Seghier Mohamed L, Price Cathy J
Department of Biomedical Engineering, Khalifa University of Science and Technology, Abu Dhabi, UAE.
Healthcare Engineering Innovation Center (HEIC), Khalifa University of Science and Technology, Abu Dhabi, UAE.
Brain Commun. 2023 Jun 5;5(3):fcad178. doi: 10.1093/braincomms/fcad178. eCollection 2023.
This paper considers the steps needed to generate pragmatic and interpretable lesion-symptom mappings that can be used for clinically reliable prognoses. The novel contributions are 3-fold. We first define and inter-relate five neurobiological and five methodological constraints that need to be accounted for when interpreting lesion-symptom associations and generating synthetic lesion data. The first implication is that, because of these constraints, lesion-symptom mapping needs to focus on probabilistic relationships between Lesion and Symptom, with Lesion as a multivariate spatial pattern, Symptom as a time-dependent behavioural profile and evidence that Lesion raises the probability of Symptom. The second implication is that in order to assess the strength of probabilistic causality, we need to distinguish between causal lesion sites, incidental lesion sites, spared but dysfunctional sites and intact sites, all of which might affect the accuracy of the predictions and prognoses generated. We then formulate lesion-symptom mappings in logical notations, including combinatorial rules, that are then used to evaluate and better understand complex brain-behaviour relationships. The logical and theoretical framework presented applies to any type of neurological disorder but is primarily discussed in relationship to stroke damage. Accommodating the identified constraints, we discuss how the 1965 Bradford Hill criteria for inferring probabilistic causality, , from observed correlations in epidemiology-can be applied to lesion-symptom mapping in stroke survivors. Finally, we propose that rather than rely on evaluation of how well the causality criteria have been met, the neurobiological and methodological constraints should be addressed, , by changing the experimental design of lesion-symptom mappings and setting up an open platform to share and validate the discovery of reliable and accurate lesion rules that are clinically useful.
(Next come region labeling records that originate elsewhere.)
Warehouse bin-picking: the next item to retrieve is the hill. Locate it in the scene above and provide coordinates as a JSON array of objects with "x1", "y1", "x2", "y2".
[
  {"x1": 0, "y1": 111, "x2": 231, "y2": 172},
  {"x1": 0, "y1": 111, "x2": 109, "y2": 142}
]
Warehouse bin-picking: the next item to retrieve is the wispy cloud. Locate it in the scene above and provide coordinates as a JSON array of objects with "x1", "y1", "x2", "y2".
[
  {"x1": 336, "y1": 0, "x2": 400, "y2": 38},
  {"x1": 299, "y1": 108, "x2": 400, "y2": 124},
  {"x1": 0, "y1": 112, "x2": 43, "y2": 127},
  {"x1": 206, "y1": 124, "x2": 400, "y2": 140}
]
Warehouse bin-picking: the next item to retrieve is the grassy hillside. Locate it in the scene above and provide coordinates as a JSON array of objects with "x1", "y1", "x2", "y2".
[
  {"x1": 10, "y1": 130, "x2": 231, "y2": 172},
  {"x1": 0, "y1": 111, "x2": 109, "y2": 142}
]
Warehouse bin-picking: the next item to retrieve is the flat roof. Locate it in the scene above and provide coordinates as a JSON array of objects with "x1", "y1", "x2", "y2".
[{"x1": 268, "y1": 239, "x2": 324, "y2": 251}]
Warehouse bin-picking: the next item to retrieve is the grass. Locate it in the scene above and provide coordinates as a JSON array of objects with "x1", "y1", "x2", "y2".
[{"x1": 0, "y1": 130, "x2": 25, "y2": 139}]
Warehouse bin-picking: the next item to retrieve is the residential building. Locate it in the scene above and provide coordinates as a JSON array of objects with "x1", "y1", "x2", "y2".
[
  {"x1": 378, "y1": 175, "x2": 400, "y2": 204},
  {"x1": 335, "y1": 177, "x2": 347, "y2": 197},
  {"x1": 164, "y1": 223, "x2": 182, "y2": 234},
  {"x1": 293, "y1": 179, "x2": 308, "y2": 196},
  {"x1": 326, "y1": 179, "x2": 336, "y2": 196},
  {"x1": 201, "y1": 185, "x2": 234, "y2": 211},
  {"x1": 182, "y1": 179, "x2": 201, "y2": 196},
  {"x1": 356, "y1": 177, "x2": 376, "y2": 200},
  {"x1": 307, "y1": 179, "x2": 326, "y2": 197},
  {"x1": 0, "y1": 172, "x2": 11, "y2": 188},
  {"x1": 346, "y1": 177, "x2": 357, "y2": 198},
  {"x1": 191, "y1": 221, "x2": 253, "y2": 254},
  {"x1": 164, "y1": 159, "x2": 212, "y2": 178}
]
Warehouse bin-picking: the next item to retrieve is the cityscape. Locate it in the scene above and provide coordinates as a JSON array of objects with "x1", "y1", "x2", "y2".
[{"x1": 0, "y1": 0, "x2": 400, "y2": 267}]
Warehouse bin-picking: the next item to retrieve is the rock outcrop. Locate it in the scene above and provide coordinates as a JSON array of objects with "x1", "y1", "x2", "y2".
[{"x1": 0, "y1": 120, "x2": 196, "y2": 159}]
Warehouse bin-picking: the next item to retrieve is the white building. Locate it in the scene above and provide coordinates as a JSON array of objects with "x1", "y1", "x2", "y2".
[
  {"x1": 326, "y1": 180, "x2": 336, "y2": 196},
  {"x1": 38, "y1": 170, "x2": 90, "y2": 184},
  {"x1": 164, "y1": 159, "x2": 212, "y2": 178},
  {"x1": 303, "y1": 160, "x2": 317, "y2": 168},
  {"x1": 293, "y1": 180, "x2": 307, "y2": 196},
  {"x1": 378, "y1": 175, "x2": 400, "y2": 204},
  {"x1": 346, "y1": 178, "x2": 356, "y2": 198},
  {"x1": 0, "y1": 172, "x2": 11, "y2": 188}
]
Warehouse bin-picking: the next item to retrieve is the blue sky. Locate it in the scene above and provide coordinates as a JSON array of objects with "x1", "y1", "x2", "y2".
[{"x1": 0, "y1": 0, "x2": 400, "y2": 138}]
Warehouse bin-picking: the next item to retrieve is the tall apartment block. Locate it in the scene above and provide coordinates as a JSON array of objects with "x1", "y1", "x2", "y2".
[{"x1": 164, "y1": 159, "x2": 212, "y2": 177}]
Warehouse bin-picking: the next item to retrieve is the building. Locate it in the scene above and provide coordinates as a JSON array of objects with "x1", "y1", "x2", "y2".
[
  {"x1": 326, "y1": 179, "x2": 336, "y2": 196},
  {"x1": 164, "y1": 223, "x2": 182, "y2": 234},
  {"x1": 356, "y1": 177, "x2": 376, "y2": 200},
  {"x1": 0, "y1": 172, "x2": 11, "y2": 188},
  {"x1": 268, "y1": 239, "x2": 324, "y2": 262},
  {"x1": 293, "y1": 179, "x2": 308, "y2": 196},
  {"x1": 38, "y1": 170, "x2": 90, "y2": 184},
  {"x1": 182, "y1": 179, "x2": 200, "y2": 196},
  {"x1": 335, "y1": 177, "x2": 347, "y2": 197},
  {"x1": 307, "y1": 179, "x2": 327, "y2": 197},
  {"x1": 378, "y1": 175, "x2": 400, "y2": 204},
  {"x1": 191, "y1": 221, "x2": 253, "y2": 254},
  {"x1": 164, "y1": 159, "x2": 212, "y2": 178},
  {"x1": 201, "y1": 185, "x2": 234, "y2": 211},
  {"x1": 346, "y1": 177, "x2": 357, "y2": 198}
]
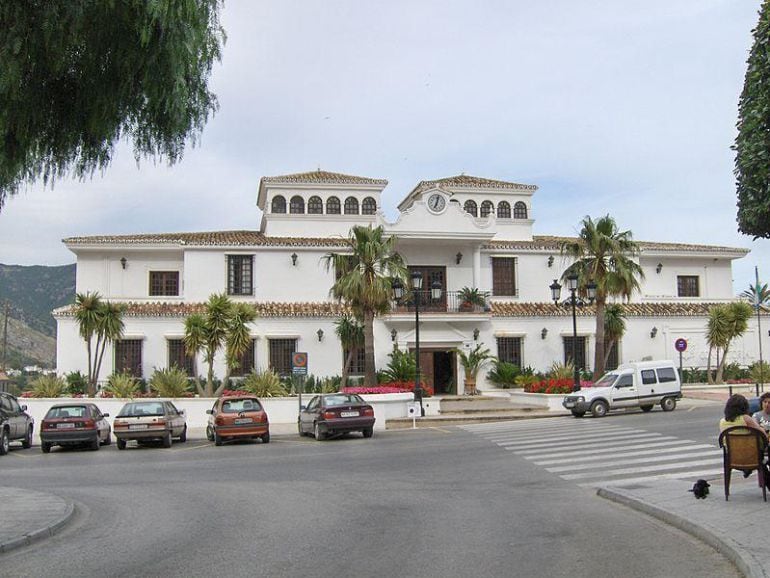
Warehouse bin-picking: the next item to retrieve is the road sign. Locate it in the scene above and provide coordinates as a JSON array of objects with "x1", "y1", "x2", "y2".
[{"x1": 291, "y1": 351, "x2": 307, "y2": 375}]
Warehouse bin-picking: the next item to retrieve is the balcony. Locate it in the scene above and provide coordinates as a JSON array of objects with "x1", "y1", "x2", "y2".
[{"x1": 390, "y1": 291, "x2": 492, "y2": 315}]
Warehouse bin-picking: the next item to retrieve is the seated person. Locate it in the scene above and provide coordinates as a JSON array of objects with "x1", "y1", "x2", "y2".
[{"x1": 752, "y1": 392, "x2": 770, "y2": 431}]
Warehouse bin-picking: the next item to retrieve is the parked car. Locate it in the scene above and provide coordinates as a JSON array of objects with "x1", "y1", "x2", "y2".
[
  {"x1": 206, "y1": 396, "x2": 270, "y2": 446},
  {"x1": 40, "y1": 403, "x2": 112, "y2": 454},
  {"x1": 0, "y1": 392, "x2": 35, "y2": 456},
  {"x1": 112, "y1": 401, "x2": 187, "y2": 450},
  {"x1": 297, "y1": 393, "x2": 374, "y2": 441}
]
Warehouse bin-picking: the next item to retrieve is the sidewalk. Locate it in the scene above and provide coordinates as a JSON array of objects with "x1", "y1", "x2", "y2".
[
  {"x1": 0, "y1": 487, "x2": 75, "y2": 555},
  {"x1": 597, "y1": 471, "x2": 770, "y2": 578}
]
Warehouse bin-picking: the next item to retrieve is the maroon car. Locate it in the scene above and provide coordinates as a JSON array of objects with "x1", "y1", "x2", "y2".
[{"x1": 298, "y1": 393, "x2": 374, "y2": 441}]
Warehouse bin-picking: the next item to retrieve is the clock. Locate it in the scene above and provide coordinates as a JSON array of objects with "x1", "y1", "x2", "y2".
[{"x1": 428, "y1": 193, "x2": 446, "y2": 213}]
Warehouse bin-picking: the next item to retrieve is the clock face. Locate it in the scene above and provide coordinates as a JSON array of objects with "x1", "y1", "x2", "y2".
[{"x1": 428, "y1": 193, "x2": 446, "y2": 213}]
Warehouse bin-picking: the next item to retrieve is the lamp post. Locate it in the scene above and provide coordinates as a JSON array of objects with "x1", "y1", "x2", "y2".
[
  {"x1": 549, "y1": 273, "x2": 596, "y2": 391},
  {"x1": 392, "y1": 271, "x2": 442, "y2": 416}
]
本文探讨了生成实用且可解释的损伤-症状映射所需的步骤,这些映射可用于临床可靠的预后评估。本文有三个新颖的贡献。我们首先定义并相互关联五个神经生物学和五个方法学约束条件,在解释损伤-症状关联和生成合成损伤数据时需要考虑这些条件。第一个启示是,由于这些约束条件,损伤-症状映射需要关注损伤与症状之间的概率关系,其中损伤是一个多变量空间模式,症状是一个随时间变化的行为特征,并且有证据表明损伤增加了症状出现的概率。第二个启示是,为了评估概率因果关系的强度,我们需要区分因果损伤部位、偶然损伤部位、虽未受损但功能失调的部位和未受损部位,所有这些部位都可能影响所生成预测和预后的准确性。然后,我们用逻辑符号(包括组合规则)来表述损伤-症状映射,这些规则随后用于评估和更好地理解复杂的脑-行为关系。所提出的逻辑和理论框架适用于任何类型的神经系统疾病,但主要结合中风损伤进行讨论。考虑到已确定的约束条件,我们讨论了1965年布拉德福德·希尔从流行病学观察到的相关性中推断概率因果关系的标准如何应用于中风幸存者的损伤-症状映射。最后,我们建议,与其依赖对因果关系标准满足程度的评估,不如通过改变损伤-症状映射的实验设计并建立一个开放平台来解决神经生物学和方法学约束条件,以分享和验证对临床有用的可靠且准确的损伤规则的发现。